Looking for guidance on Memsql capabilities as a beginner to understand. Memsql is proposed for Fast Data Access for in memory operations and same data is maintained in respective source DBs. Proposed solution is get the updated events through Micro services to Memsql after the initial load from oracle DB. Also there could not be any integration between source DB to memsql. explored whitepapers /blog to get the exact details and need assistance in this regard.

Initial data sourcing from Oracle exadata to Memsql. Is it done through load data utility with .csv? if yes, what are all options are available for each entity which is combination of multiple oracle source tables.
Incremental data sourcing in case a new attribute/colum is added to the model. How we have to reflect these new columns data which exists in Memsql DB.
How to reflect the data fixes applied at source DB in Memsql.

hanson · August 27, 2020, 7:03pm

For initial bulk load into MemSQL, if you are moving less than 3-4 tables, it’s usually easiest to just put the data in CSV files and bulk load it in to MemSQL or use MemSQL pipelines to get it in.

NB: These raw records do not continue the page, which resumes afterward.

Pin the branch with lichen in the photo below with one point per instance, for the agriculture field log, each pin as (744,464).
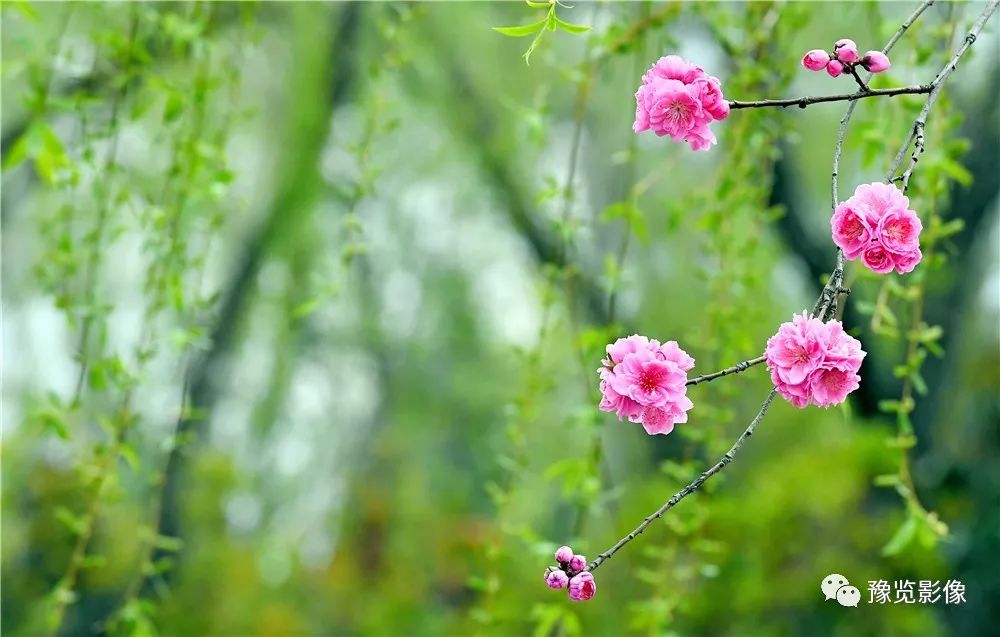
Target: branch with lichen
(826,305)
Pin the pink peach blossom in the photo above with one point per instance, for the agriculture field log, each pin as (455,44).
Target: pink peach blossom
(812,362)
(564,554)
(678,99)
(906,262)
(649,382)
(582,587)
(795,351)
(899,231)
(556,578)
(877,259)
(831,386)
(874,200)
(673,67)
(646,381)
(815,60)
(846,51)
(876,225)
(851,231)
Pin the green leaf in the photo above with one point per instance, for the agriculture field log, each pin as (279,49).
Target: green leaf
(572,28)
(19,151)
(76,524)
(167,543)
(520,31)
(902,538)
(887,480)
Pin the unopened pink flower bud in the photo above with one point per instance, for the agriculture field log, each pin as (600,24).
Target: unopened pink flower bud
(556,578)
(875,61)
(564,554)
(582,587)
(846,51)
(815,60)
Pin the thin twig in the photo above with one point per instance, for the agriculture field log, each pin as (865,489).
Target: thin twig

For larger numbers of tables and/or large data volumes, consider MemSQL Replicate (SingleStore Replicate · SingleStore Documentation). If you are a qualified sales prospect (and it sounds like you may well be) then contact your sales engineer or account executive to get it. If you haven’t gotten connected with them yet, send mail to team@memsql.com and they’ll introduce you.

For longer-term, ongoing change data capture (CDC) into MemSQL, most people are using custom code, application software-defined queues, sometimes using a tool like Kafka or other persistent queue product. But MemSQL Replicate can help with that in some scenarios (for paying customers – again, contact your sales rep.). And there are several CDC products out there that can help.

sandeep · August 28, 2020, 3:22pm

@hanson : Thanks for details and as i understand “Replicate” can use it for continuous data ingestion : Real time CDC events from Oracle to memSQL. Will explore the Pipelines to feed one time data and after that ,feed real events through kafka (via spark if needed )enablers to memSQL DB . Will get in touch with team experts if we may need further assistance in this regard.